Alternate Readings of Aristotle on Akrasia

That, at any rate, is one way of interpreting Aristotle’s statements. But it must be admitted that his remarks are obscure and leave room for alternative readings. It is possible that when he denies that the akratic has knowledge in the strict sense, he is simply insisting on the point that no one should be classified as having practical knowledge unless he actually acts in accordance with it. A practical knower is not someone who merely has knowledge of general premises; he must also have knowledge of particulars, and he must actually draw the conclusion of the syllogism. Perhaps drawing such a conclusion consists in nothing less than performing the action called for by the major and minor premises. Since this is something the akratic does not do, he lacks knowledge; his ignorance is constituted by his error in action. On this reading, there is no basis for attributing to Aristotle the thesis that the kind of akrasia he calls weakness is caused by a diminution of intellectual acuity. His explanation of akrasia is simply that pathos is sometimes a stronger motivational force than full-fledged reason.

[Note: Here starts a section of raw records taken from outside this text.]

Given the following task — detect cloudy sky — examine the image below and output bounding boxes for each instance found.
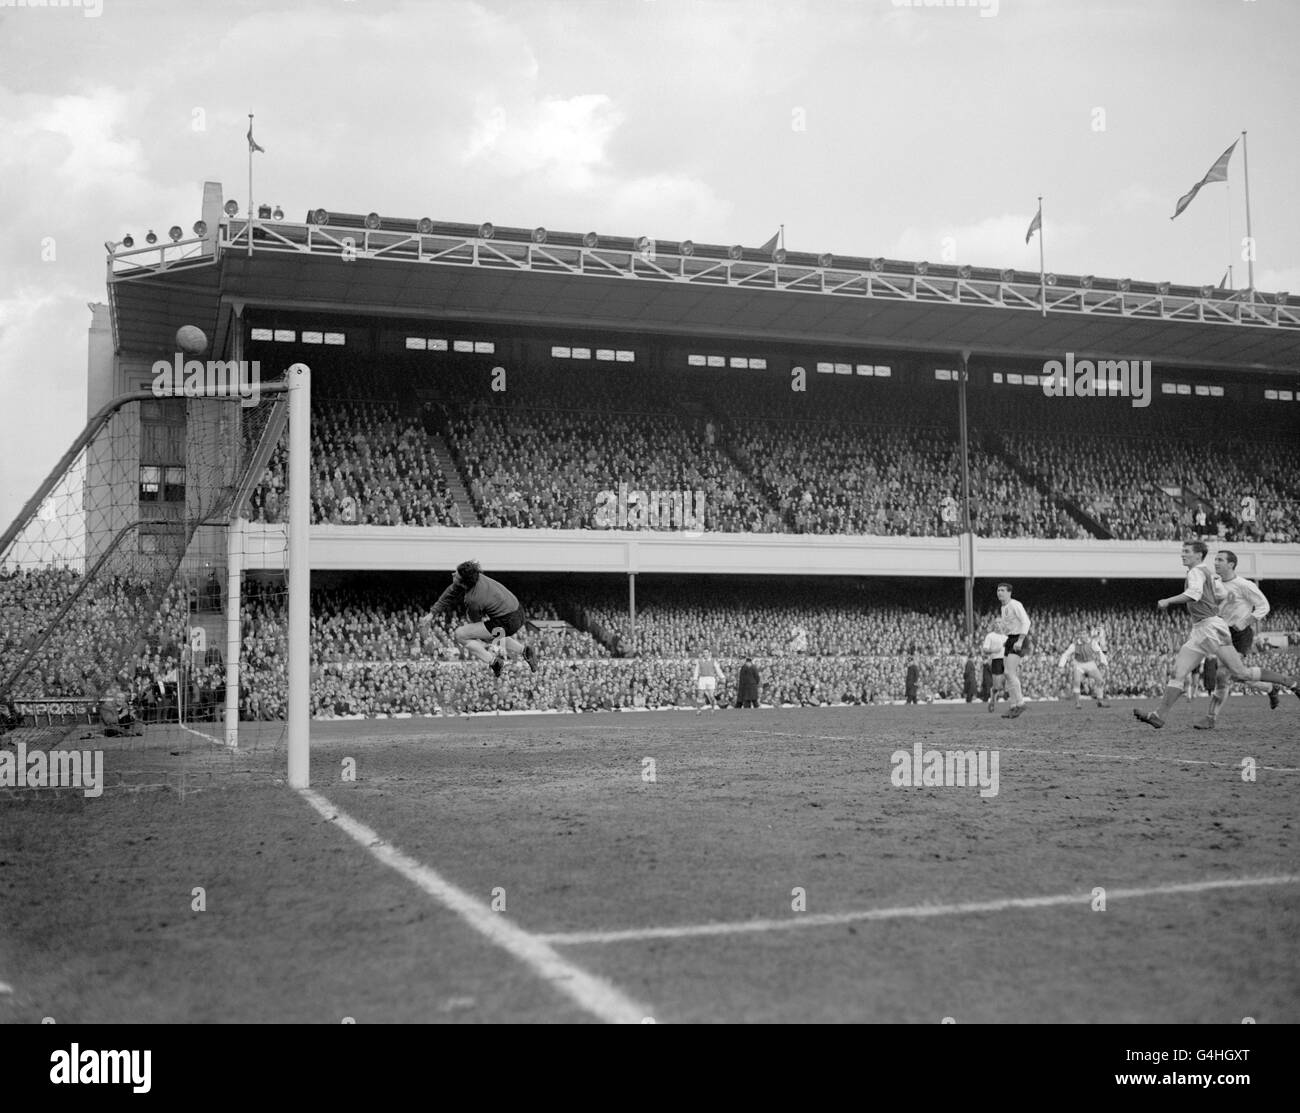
[1,0,1297,531]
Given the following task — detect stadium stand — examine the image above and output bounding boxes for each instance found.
[246,360,1296,541]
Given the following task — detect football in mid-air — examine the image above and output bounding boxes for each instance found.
[176,325,208,354]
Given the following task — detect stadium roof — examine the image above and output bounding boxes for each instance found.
[106,199,1300,374]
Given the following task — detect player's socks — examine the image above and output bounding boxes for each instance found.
[1006,675,1023,708]
[1206,688,1227,723]
[1157,683,1183,717]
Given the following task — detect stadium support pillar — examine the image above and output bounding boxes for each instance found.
[224,516,244,749]
[287,364,311,789]
[628,572,637,638]
[958,350,974,643]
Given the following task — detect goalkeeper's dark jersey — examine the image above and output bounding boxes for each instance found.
[429,574,521,624]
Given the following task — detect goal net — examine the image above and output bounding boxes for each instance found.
[0,367,309,795]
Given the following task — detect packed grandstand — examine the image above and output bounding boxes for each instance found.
[4,561,1297,721]
[246,357,1299,543]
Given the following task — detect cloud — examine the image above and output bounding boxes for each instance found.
[461,94,624,193]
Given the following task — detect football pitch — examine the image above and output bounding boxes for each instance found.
[3,701,1297,1024]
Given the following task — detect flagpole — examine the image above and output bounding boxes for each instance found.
[248,113,255,258]
[1241,129,1254,300]
[780,224,784,252]
[1224,176,1234,291]
[1037,196,1046,317]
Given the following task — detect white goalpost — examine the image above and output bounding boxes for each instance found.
[0,362,311,789]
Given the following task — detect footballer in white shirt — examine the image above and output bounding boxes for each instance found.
[995,582,1031,718]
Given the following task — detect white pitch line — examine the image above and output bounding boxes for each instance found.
[296,788,650,1024]
[736,731,1300,773]
[176,722,237,751]
[538,874,1300,947]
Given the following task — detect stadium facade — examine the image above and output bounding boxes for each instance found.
[89,182,1300,602]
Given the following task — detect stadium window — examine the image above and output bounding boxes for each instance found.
[324,332,345,345]
[1176,384,1191,395]
[1282,390,1295,402]
[616,350,635,362]
[856,365,874,376]
[273,329,295,342]
[572,347,591,360]
[596,349,615,361]
[426,339,447,351]
[139,465,161,501]
[1209,386,1224,397]
[405,337,427,350]
[1007,373,1023,385]
[1161,382,1178,394]
[140,534,158,555]
[835,363,851,375]
[552,346,572,359]
[1264,390,1278,400]
[301,331,324,344]
[730,357,748,369]
[1194,385,1210,396]
[1023,373,1040,386]
[250,328,273,341]
[875,365,891,377]
[750,358,766,370]
[706,355,725,368]
[163,467,186,502]
[687,354,706,366]
[935,369,954,381]
[474,341,494,354]
[816,362,834,374]
[453,340,474,353]
[992,372,1004,383]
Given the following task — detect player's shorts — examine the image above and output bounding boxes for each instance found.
[696,677,717,692]
[1180,616,1232,665]
[483,608,527,638]
[990,658,1005,676]
[1003,633,1030,657]
[1072,662,1103,682]
[1230,625,1254,655]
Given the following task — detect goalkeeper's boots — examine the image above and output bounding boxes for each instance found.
[524,644,540,673]
[1132,709,1164,729]
[1193,717,1216,730]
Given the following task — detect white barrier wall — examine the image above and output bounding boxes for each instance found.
[241,525,1300,581]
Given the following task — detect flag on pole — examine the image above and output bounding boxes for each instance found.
[1217,269,1230,290]
[1171,140,1236,220]
[757,231,780,254]
[247,123,265,154]
[1024,209,1041,244]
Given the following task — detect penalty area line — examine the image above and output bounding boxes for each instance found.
[538,874,1300,947]
[296,787,651,1024]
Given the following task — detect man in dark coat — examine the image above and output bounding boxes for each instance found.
[737,658,760,708]
[963,649,979,702]
[905,657,919,704]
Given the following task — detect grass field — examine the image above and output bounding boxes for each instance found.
[2,700,1297,1024]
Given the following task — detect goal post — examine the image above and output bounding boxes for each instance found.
[0,363,310,788]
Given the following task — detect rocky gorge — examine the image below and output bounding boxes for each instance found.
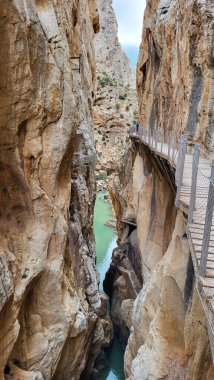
[1,0,214,380]
[93,0,137,179]
[107,0,214,379]
[0,1,112,379]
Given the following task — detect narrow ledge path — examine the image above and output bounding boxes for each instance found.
[130,126,214,360]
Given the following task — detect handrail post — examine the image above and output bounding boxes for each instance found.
[172,133,176,163]
[168,131,171,159]
[175,135,183,185]
[188,143,200,223]
[161,130,164,154]
[175,135,187,207]
[155,129,158,151]
[199,160,214,276]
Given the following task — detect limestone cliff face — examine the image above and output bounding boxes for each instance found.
[137,0,214,150]
[94,0,134,87]
[93,0,137,174]
[0,1,112,380]
[116,147,214,379]
[108,0,214,378]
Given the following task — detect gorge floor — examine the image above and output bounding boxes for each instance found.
[94,191,125,380]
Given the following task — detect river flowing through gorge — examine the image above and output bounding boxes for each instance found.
[93,191,125,380]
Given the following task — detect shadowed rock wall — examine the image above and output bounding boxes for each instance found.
[108,0,214,378]
[0,1,113,379]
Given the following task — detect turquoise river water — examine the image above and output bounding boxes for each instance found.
[93,191,125,380]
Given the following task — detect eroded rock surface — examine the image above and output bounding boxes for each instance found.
[137,0,214,151]
[108,0,214,378]
[93,0,137,175]
[0,1,113,379]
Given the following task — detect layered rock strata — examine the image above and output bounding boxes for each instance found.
[93,0,137,175]
[0,1,112,380]
[137,0,214,152]
[104,242,142,349]
[108,0,214,378]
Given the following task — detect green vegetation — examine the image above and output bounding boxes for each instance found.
[119,93,128,101]
[116,103,120,111]
[126,106,129,111]
[98,73,117,88]
[120,114,124,119]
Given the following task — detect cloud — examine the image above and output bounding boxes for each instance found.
[112,0,146,47]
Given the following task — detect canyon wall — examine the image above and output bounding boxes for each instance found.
[108,0,214,378]
[0,1,112,380]
[93,0,137,177]
[137,0,214,151]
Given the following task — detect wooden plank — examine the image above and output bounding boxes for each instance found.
[182,192,208,197]
[190,233,214,242]
[196,253,214,262]
[203,286,214,298]
[198,260,214,269]
[205,269,214,278]
[195,247,214,254]
[182,183,210,187]
[192,239,214,247]
[191,219,214,225]
[181,191,208,197]
[189,224,214,230]
[199,276,214,288]
[190,221,214,227]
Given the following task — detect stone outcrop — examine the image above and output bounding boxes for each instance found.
[94,0,134,87]
[108,0,214,378]
[93,0,137,175]
[137,0,214,152]
[110,141,214,380]
[104,243,142,349]
[0,1,113,380]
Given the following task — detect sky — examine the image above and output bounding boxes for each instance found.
[112,0,146,70]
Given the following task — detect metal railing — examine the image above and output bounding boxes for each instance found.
[129,126,179,166]
[130,125,214,278]
[177,140,214,277]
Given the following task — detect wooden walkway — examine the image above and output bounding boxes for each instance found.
[130,127,214,357]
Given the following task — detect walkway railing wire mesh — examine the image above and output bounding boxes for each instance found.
[129,125,214,279]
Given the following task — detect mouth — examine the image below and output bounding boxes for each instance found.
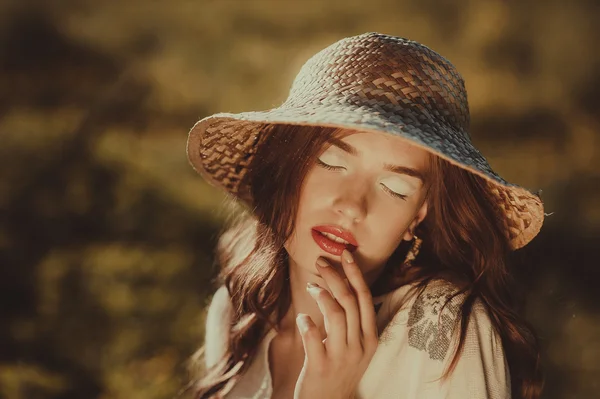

This is a difficult reading to defend, however, for Aristotle says that after someone experiences a bout of akrasia his ignorance is dissolved and he becomes a knower again (1147b6–7). In context, that appears to be a remark about the form of akrasia Aristotle calls weakness rather than impetuosity. If so, he is saying that when an akratic person is subject to two conflicting influences—full-fledged reason versus the minimal rationality of emotion—his state of knowledge is somehow temporarily undone but is later restored. Here, knowledge cannot be constituted by the performance of an act, because that is not the sort of thing that can be restored at a later time. What can be restored is one’s full recognition or affirmation of the fact that this act has a certain undesirable feature, or that it should not be performed. Aristotle’s analysis seems to be that both forms of akrasia—weakness and impetuosity—share a common structure: in each case, one’s full affirmation or grasp of what one should do comes too late. The difference is that in the case of weakness but not impetuosity, the akratic act is preceded by a full-fledged rational cognition of what one should do right now. That recognition is briefly and temporarily diminished by the onset of a less than fully rational affect.

There is one other way in which Aristotle’s treatment of akrasia is close to the Socratic thesis that what people call akrasia is really ignorance. Aristotle holds that if one is in the special mental condition that he calls practical wisdom, then one cannot be, nor will one ever become, an akratic person (1152a6–7). For practical wisdom is present only in those who also possess the ethical virtues, and these qualities require complete emotional mastery. Anger and appetite are fully in harmony with reason, if one is practically wise, and so this intellectual virtue is incompatible with the sort of inner conflict experienced by the akratic person. Furthermore, one is called practically wise not merely on the basis of what one believes or knows, but also on the basis of what one does. Therefore, the sort of knowledge that is lost and regained during a bout of akrasia cannot be called practical wisdom. It is knowledge only in a loose sense. The ordinary person’s low-level grasp of what to do is precisely the sort of thing that can lose its acuity and motivating power, because it was never much of an intellectual accomplishment to begin with. That is what Aristotle is getting at when he compares it with the utterances of actors, students, sleepers, drunks, and madmen.